Спустя которое время, отец прочистил горло.
— Я по радио слушал бейсбол, — сказал он. — Вы интересуетесь бейсболом?
Я заглянул в комнату и увидел Джессику, напряженно сидящую рядом с Армандом.
— Я играю в теннис, — сказала она.
— Теннис… — произнес отец, будто это был самый смешной вид спорта в мире.
— У нее хорошо получается, — добавил Арманд. — В прошлом году она выиграла кубок победителя.
Снова наступила мертвая тишина, если бы не голос Роджера, в котором теперь были нетерпение и пронзительность.
— Где работает ваш отец? — спросил ее отец.

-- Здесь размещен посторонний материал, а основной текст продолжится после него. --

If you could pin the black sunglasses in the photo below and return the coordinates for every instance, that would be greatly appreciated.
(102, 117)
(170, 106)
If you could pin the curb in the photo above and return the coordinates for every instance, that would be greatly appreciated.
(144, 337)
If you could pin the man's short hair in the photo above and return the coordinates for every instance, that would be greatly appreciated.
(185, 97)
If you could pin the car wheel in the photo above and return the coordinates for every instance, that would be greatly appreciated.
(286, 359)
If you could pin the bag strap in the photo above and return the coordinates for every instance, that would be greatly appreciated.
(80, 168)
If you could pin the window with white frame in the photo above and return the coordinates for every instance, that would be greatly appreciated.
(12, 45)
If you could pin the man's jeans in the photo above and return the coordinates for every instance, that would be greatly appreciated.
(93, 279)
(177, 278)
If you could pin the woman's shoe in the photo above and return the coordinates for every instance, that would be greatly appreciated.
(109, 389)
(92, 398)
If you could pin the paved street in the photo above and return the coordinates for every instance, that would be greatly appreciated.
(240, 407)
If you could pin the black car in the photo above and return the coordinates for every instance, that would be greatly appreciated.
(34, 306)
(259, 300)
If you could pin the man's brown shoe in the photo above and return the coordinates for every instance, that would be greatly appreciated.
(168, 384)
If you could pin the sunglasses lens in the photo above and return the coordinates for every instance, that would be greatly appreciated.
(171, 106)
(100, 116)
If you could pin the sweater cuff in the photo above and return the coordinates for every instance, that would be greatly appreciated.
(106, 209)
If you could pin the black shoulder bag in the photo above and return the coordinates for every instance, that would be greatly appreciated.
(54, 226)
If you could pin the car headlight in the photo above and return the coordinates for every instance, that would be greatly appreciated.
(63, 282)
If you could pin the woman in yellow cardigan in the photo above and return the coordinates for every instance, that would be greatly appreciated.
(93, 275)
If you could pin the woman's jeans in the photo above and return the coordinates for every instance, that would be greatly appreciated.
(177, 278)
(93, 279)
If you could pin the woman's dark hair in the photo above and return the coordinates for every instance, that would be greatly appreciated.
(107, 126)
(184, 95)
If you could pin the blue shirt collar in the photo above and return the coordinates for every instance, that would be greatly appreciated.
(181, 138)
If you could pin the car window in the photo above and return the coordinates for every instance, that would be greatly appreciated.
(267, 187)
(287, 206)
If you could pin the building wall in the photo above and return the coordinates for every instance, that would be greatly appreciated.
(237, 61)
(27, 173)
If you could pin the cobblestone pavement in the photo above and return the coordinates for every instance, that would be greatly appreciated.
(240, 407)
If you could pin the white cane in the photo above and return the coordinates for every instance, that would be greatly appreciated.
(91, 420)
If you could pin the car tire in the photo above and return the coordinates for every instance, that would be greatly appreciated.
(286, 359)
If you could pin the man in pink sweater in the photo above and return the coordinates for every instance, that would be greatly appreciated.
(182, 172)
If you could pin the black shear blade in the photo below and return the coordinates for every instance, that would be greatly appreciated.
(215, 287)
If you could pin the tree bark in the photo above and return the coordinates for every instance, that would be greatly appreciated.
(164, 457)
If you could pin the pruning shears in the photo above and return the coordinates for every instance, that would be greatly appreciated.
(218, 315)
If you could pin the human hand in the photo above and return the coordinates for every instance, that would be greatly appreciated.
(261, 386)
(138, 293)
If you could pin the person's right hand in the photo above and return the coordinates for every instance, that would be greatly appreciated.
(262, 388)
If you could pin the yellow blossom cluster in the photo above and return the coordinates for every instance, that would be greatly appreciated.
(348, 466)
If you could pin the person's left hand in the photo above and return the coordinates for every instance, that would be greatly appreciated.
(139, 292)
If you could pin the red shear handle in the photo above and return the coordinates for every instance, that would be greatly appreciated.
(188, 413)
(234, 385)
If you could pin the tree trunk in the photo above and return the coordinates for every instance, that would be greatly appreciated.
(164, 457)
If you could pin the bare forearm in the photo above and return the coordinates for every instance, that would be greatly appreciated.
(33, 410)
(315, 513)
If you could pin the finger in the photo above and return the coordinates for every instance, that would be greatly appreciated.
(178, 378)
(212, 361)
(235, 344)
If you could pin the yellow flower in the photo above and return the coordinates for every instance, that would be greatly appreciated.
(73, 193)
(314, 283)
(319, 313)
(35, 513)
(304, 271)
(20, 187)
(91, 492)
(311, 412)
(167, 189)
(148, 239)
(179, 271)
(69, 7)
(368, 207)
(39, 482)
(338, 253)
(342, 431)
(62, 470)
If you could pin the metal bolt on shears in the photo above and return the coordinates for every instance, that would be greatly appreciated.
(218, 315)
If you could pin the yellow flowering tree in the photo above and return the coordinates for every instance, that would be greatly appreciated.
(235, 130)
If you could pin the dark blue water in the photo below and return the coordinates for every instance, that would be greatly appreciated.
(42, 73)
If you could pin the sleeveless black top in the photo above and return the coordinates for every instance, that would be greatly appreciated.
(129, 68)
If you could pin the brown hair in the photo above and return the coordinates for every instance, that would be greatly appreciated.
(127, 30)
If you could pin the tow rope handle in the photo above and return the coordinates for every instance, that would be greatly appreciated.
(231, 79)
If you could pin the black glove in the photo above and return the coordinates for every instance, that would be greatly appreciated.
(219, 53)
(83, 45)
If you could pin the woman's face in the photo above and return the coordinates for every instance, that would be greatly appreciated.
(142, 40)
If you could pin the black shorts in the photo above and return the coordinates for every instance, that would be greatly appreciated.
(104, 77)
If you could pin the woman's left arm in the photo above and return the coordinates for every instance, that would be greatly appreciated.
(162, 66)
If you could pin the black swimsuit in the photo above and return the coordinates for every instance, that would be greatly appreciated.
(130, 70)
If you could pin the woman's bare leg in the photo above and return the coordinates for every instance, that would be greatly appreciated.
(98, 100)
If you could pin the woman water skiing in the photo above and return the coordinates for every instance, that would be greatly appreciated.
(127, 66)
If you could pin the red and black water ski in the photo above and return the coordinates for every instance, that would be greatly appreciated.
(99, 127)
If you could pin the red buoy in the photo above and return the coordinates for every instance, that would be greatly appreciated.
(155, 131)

— В сберегательном банке, — ответила она.
— Банкиром? — спросил отец, придавая слову такое же презрение, с каким он произносил слово «Республиканец».
— Он — кассир, — исправила она.
— Но он работает в банке, — со своего рода триумфом объявил отец.
— Да, — ответила она с напряжением в голосе.
Роджер издал снаружи такой звук, похожий на завывание, из-за которого я был вынужден пойти к задней двери. И уже был рад, что можно прекратить подслушивать все эти издевательства отца над несчастной девушкой, и я разделил боль и замешательство Джессики Стоун. Роджер переживал, что мы опоздаем на фильм, но все-таки происходящее в гостиной меня интересовало больше.
— Сейчас, — крикнул я ему. — Нужно идти. Подожди минуту…
Я снова вошел в дом и остановился у двери.
— Франклин Рузвельт — величайший президент, который был в этой стране, — сказал отец. — Величайший человек в мире.
— Авраам Линкольн также был великим президентом, — ответила Джессика. В ее голосе был намек на вызов.